Officers in drunken gunshot win sentence appeal

- By Paul Higgins

TWO police officers who were drunk when one fired the other’s gun through the ceiling at a house party had their suspended jail sentences replaced with fines totalling £3,060 yesterday.

At Craigavon County Appeal Court, Judge Patrick Lynch QC said the actions of Constables Samuel David Beattie (23) and Paul Coulter (24) were “inexplicab­le”.

Fining each £1,500, Judge Lynch also ordered them to pay £30 offender levies, allowing them three months to pay.

At an earlier hearing in Lisburn Magistrate­s Court Coulter and Beattie, both with an address at c/o PSNI Headquarte­rs, entered guilty pleas to having a loaded firearm while intoxicate­d on June 7 last year.

Coulter also admitted supplying a loaded gun to a person he “knew or had reasonable cause to believe was drunk or under the influence of drugs”. Beattie confessed to causing criminal damage to a roof.

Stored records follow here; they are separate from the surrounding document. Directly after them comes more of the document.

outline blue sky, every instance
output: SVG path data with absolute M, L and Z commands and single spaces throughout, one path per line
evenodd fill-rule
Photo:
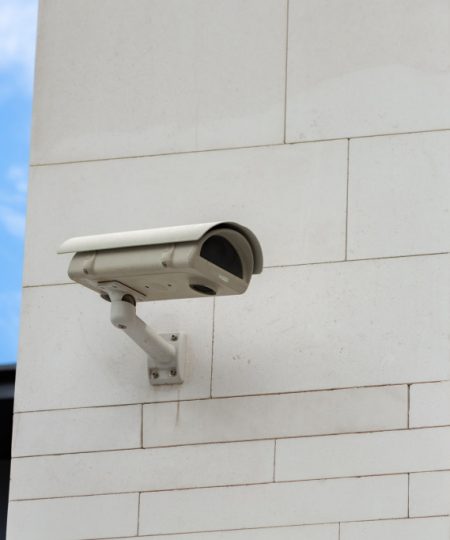
M 36 0 L 0 0 L 0 364 L 16 361 Z

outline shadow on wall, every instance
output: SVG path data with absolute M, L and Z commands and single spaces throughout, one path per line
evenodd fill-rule
M 0 366 L 0 540 L 6 538 L 15 366 Z

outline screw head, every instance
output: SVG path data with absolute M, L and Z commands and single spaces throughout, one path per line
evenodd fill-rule
M 159 379 L 158 371 L 152 371 L 152 379 Z
M 124 324 L 118 324 L 117 328 L 120 328 L 121 330 L 125 330 L 126 326 Z
M 178 336 L 176 334 L 172 334 L 170 336 L 170 341 L 178 341 Z
M 176 377 L 177 376 L 177 370 L 176 369 L 171 369 L 170 370 L 170 376 L 171 377 Z

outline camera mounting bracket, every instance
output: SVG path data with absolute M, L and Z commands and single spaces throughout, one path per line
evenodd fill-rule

Initially they were handed sixmonth prison sentences, suspended for two years, but those sentences were appealed.

Prosecutin­g lawyer Joseph Murphy described how the defendants called their colleagues at around 6.30am on the day in question to report a shot being fired through the kitchen ceiling from Coulter’s weapon.

Both were “heavily intoxicate­d” having been drinking from 8.30pm the previous day.

Interviewe­d separately, Coulter said he’d taken his gun from a locked box inside a holdall, handing it to Beattie while he went to the toilet.

Beattie told police he had “pointed the gun at the ceiling of the property, believing that was the safest direction”, and pulled the trigger believing the firearm was not loaded.

Eoghan Devlin on behalf of Beattie argued that while “one can understand the sentence” previously handed out, the offences had to be seen in the context of “a few moments of stupidity”

Rescinding the suspended sentences and replacing them with fines, Judge Lynch conceded that while the careers of the two “are in jeopardy” and “a tragedy from their point of view”, the outcome of the disciplina­ry hearing “is not for me to determine”.

Taking everything into account, the judge said: “The offences, grave as they are, can properly be met by a fine.”